Je n’avais plus le choix, il fallait que je me lance.
« Le jeune homme que tu as croisé s’appelle Thomas. Je le connais depuis longtemps. Thomas était… »
Je n’eus pas le temps de terminer ma phrase.
Un bruit sourd nous parvint de derrière une porte. Il ne venait pas du couloir. La seule autre porte présente dans la pièce était celle des cabinets. Je connaissais ce bruit par expérience. Je l’avais tellement enduré à mes dépens… C’était le son d’un corps qui heurte quelque chose de plus solide, de plus fort que lui. Le bruit d’une chute, l’écho d’une tête heurtant le linoléum beige dont tout le service était couvert.

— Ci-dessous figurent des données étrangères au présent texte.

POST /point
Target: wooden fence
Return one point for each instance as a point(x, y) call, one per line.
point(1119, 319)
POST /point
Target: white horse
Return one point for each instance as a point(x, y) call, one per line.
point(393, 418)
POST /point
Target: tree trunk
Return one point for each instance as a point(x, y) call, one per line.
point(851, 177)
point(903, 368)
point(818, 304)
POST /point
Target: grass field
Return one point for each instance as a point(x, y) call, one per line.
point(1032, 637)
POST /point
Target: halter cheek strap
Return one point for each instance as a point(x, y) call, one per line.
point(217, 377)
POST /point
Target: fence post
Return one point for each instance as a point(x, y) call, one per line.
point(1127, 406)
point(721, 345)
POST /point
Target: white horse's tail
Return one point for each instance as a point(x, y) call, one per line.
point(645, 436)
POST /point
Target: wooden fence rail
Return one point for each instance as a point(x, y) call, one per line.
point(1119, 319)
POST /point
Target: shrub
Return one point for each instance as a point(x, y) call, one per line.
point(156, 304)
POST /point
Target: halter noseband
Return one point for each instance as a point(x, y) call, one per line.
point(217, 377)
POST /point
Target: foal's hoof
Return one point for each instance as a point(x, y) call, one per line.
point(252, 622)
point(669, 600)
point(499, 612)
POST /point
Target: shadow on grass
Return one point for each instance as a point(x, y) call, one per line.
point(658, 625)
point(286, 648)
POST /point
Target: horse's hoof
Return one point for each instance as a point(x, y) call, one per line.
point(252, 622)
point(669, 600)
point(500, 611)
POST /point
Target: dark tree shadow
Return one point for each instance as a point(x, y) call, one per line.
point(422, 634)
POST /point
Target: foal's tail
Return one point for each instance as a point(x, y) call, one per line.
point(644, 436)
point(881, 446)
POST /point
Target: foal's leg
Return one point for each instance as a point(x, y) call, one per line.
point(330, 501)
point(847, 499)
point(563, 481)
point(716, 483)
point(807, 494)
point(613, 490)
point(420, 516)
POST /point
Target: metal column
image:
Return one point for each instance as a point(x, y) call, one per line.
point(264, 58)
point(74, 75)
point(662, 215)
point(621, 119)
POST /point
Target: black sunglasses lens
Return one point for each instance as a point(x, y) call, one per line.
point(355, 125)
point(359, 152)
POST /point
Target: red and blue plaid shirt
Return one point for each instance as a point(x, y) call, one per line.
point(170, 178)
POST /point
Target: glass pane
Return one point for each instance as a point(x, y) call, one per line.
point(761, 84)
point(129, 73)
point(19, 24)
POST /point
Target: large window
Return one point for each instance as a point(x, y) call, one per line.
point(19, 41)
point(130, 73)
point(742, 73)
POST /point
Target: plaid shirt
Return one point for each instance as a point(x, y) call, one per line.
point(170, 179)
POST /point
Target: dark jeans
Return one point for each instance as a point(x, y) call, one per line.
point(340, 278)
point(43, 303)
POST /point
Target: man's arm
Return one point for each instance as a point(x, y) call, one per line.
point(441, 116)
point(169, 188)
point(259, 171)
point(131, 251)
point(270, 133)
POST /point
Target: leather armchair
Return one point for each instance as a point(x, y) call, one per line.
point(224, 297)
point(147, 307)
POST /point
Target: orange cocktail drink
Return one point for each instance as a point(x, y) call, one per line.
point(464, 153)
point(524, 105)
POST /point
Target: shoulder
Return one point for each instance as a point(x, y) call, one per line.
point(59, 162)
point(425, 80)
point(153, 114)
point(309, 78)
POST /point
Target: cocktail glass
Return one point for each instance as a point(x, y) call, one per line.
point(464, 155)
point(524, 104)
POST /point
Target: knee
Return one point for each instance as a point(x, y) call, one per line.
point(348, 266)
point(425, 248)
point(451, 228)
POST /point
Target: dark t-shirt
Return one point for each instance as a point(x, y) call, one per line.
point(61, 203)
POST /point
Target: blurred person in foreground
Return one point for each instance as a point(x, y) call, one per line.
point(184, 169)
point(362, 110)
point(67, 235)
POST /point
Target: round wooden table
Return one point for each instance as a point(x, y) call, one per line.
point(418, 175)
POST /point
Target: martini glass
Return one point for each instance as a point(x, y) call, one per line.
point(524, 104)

Je me précipitai vers la porte des cabinets, ayant le temps de craindre ce que j’allais y découvrir. Morgan avait été aussi rapide que moi et c’est ensemble que nous découvrîmes ma patiente préférée allongée sur le sol, les pieds sous le lavabo, le dos en travers de la porte et la tête sur le lino.
Elle avait les yeux clos et le teint livide.